Dan Nathan Bearish On iShares MSCI Emerging Markets Indx (ETF) (NYSEARCA:EEM)


iShares MSCI Emerging Markets Indx (ETF)(NYSEARCA:EEM) was a massive decliner during Friday’s trading session. The stock plunged by close to 2% on the back of the sharp sell off seen in the Chinese markets. The ETF collapsed below its 50 day moving average, which is a bearish signal. The momentum oscillators for the ETF have given a sell signal pointing towards the strong bearish momentum. Traders believe the stock could find support near levels of $33.49 in the near term. The relative strength index for the ETF has formed a lower high, which is considered to be a bearish signal.


Dan Nathan of CNBC Options Actionhas a bearish view on iShares MSCI Emerging Markets Indx (ETF) (NYSEARCA:EEM).
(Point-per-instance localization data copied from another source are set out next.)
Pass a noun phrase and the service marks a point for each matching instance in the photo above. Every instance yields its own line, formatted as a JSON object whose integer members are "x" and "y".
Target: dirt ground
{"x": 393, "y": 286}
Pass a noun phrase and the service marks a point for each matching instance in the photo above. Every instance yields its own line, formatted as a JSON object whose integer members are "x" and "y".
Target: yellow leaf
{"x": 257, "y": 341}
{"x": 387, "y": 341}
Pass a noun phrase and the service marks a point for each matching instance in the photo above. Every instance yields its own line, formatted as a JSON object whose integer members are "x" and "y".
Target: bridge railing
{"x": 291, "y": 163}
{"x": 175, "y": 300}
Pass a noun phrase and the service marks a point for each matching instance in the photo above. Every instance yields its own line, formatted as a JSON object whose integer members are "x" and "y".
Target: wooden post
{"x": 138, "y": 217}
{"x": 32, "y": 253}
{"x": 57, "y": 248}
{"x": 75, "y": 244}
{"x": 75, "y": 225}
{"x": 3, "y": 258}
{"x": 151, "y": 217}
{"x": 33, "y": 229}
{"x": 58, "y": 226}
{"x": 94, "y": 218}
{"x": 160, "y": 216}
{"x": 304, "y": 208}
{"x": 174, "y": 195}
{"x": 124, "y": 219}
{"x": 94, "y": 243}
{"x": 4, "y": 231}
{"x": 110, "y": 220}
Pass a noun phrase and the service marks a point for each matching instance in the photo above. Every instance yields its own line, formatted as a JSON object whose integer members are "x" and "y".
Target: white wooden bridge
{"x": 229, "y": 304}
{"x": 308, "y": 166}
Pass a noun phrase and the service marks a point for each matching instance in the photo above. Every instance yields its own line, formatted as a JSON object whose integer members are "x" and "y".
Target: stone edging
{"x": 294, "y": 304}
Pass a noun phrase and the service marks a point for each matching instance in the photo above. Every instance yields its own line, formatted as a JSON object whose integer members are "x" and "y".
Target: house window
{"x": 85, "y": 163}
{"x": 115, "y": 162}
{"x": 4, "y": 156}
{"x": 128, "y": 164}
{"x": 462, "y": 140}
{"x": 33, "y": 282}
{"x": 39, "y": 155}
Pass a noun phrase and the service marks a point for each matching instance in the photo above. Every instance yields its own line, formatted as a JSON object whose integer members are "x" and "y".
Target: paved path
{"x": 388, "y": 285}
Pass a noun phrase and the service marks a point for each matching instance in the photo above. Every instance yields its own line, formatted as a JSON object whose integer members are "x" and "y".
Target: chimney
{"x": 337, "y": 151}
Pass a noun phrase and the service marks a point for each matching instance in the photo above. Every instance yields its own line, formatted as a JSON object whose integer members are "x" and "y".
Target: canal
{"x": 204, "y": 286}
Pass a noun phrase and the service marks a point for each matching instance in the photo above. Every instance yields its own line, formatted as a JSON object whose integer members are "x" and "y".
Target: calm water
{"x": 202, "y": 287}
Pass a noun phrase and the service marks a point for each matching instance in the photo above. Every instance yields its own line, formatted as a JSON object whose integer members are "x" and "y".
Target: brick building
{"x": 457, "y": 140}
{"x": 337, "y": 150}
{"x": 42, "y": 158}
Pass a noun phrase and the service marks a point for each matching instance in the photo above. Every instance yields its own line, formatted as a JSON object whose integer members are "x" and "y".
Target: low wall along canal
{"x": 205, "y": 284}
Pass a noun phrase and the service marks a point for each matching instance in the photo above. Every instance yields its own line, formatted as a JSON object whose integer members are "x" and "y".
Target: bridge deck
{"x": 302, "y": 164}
He mentioned of an options strategy that he advised on November 6, 2015. After he advised a short position, the share price of EEM traded 5% lower and bounced back. In fact at one point the recommended trade was worth double and Nathan stated that it is always a rational decision to book some profits in such instances.

The view

Nathan considers that the emerging markets can suffer and move south on the chart if the Federal Reserve decides to increase interest rates. He said that if Federal Reserve doesn’t hike interest rates, it will be due to the weak global growth, which again will put pressure on iShares MSCI ETF.

The week ahead is going to be the most important time of the year. Rarelyit is seen there is such a major confluence of events during a short period that can have far-reaching consequences. Investors are preparing them for unpleasant surprises. Many of them have been discussed extensively. One major implication of the expected event is that most of the expected results have been discounted by the market.

The expectations

The market has been expecting next week’s events to be major but regardless of gyrations, the underlying basics divergence will continue to remain a potent force for all ETFs including iShares. The SDR decision is unstated to be principally a done deal. The basic is the weight the Yuan currency is given.

There are several essentials of the ECB’s policies and many times and repeatedly the market has underestimated Draghi. US jobs growth is questionable, but without a sharp weakness surprise, the Federal Reserve is all set to increase rates in the mid of December. OPEC faces restrictedalternatives to make room for Indonesia and Iran’s output.